# Hello from a pixie in Wigan



## Wigan Pixie (Nov 2, 2011)

I've always been a keen camper (under canvas) and, since I've been self employed, part of my work is to give free knitting and crochet workshops (although we don't actually make any money from it). We usually do this at music festivals and it was getting far too difficult to take all the camping equipment and workshop stuff in my small vehicle, so we decided to get ourselves a live in vehicle. A couple of years ago we found a 30 year old, 7.5 ton, Mercedes 813 horse-box and decided she was the one for us. Her name is Myfanwy and she was in a bit of a state. Me and my bloke (Welshy) and a few mates (a welder, a sparky and an ex-VOSA mechanic) have worked so hard since then, sorting out the leaks, painting, sanding, fitting solar panels and generally tidying her up. She's now almost finished and looks amazing. We also discovered that Welshy has a talent for pyrography, so he has burned some designs onto the cupboards. We like spending time in her so much, that we often sit in her when she's parked outside our home. I'll post some photos when I've got a bit of spare time.

That's just a quick introduction, so if anyone has any questions please feel free to ask.

take care
Pix


----------



## Viktor (Nov 2, 2011)

VikTor :welcome:

Sounds great.....looking forward to seeing your photos.....welcome to the forum..:have fun:


----------



## Northerner (Nov 2, 2011)

Might I suggest that, when it's completed and, if it's being parked in Wigan, that you put the following notice on the vehicle in a prominent position:

'No pies are stored in this vehicle overnight.'

It may prevent the occasional break-in.

(That's a Wigan joke for all you effete Southerners!)


----------



## Wigan Pixie (Nov 2, 2011)

I've seen those stickers and I really want one, quite fancy a pie now too


----------



## Marilyn (Nov 2, 2011)

Hi Pix

Really like the sound of your merc and will be very interested to see your photos.

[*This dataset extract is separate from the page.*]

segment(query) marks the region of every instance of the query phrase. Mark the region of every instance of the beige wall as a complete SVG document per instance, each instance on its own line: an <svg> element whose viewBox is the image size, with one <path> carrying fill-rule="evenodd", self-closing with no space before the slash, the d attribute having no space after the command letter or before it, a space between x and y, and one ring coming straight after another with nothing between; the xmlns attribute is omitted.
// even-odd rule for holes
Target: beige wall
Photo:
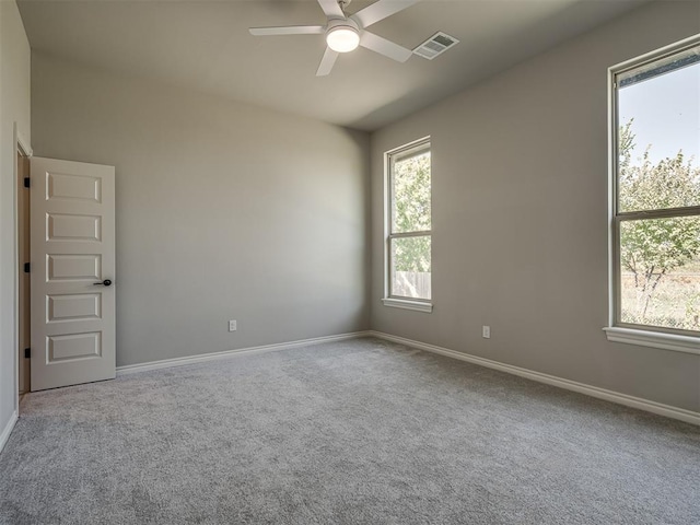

What type of music festivals do you go to?  OH and I are into folk music and go to several folk festivals each year in our MH.  I'm too much of a wuss for real camping these days - like my comfort - but still like the atmosphere on the festival campsite (oh! and it's a lot cheaper than B&B!)

Good luck


----------



## Wigan Pixie (Nov 2, 2011)

Hi Marilyn, we'll go to any music festival that will have us. So far we've done Larmer Tree, Nozstock, Bearded Theory, Beat Herder, Alchemy, Green Peaks Eco Fest and Solfest. There is usually variety of music types, so we get to see hear lots of music we don't usually listen to. I've never done just a folk festival but would quite like to, as I've just started to learn to play the fiddle. Do you know of any folk festivals that have workshops, preferably with a free kids area to keep my boy amused.


----------



## just jane (Nov 2, 2011)

Wigan Pixie said:


> Hi Marilyn, we'll go to any music festival that will have us. So far we've done Larmer Tree, Nozstock, Bearded Theory, Beat Herder, Alchemy, Green Peaks Eco Fest and Solfest. There is usually variety of music types, so we get to see hear lots of music we don't usually listen to. I've never done just a folk festival but would quite like to, as I've just started to learn to play the fiddle. Do you know of any folk festivals that have workshops, preferably with a free kids area to keep my boy amused.



Hi pixie :wave:  I knew you meant Bearded Theory as soon as you mentioned knitting workshops, its such a lovely little festival. I fancy Alchemy next year, it happens to fall on my 25 wedding anniversary.


----------



## Wigan Pixie (Nov 2, 2011)

You really must come to Alchemy Jane, it's a brilliant festival. Toby (who organises it) is happy for people to arrive a couple of days early and hang around for a few days afterwards too. You won't be disappointed if you come along.


----------



## just jane (Nov 2, 2011)

Wigan Pixie said:


> You really must come to Alchemy Jane, it's a brilliant festival. Toby (who organises it) is happy for people to arrive a couple of days early and hang around for a few days afterwards too. You won't be disappointed if you come along.



I will keep my eye on it but I work in education so cant get there till Friday afternoon and have to leave Sunday night.


Ive just seen your request for festivals with workshops, have a look at Middlewich folk and boat, I cant remember about a kids area it looked good but I didnt have my kids with me but they had some great fiddle workshops in the local pubs.


----------



## scampa (Nov 2, 2011)

Hi and Welcome Pixie! :wave:


----------



## Marilyn (Nov 3, 2011)

Wigan Pixie said:


> ... I've never done just a folk festival but would quite like to, as I've just started to learn to play the fiddle. Do you know of any folk festivals that have workshops, preferably with a free kids area to keep my boy amused.



Off the top of my head, no, but I will ask around among my folky friends and see what they say.


----------



## Guernsey Donkey (Nov 3, 2011)

Hi Pixie and welcome to the site - it all sounds very interesting from the van to the knitting to the fiddle. Hope to bump into you one day.

John & Ruth
(Guernsey Donkey)


----------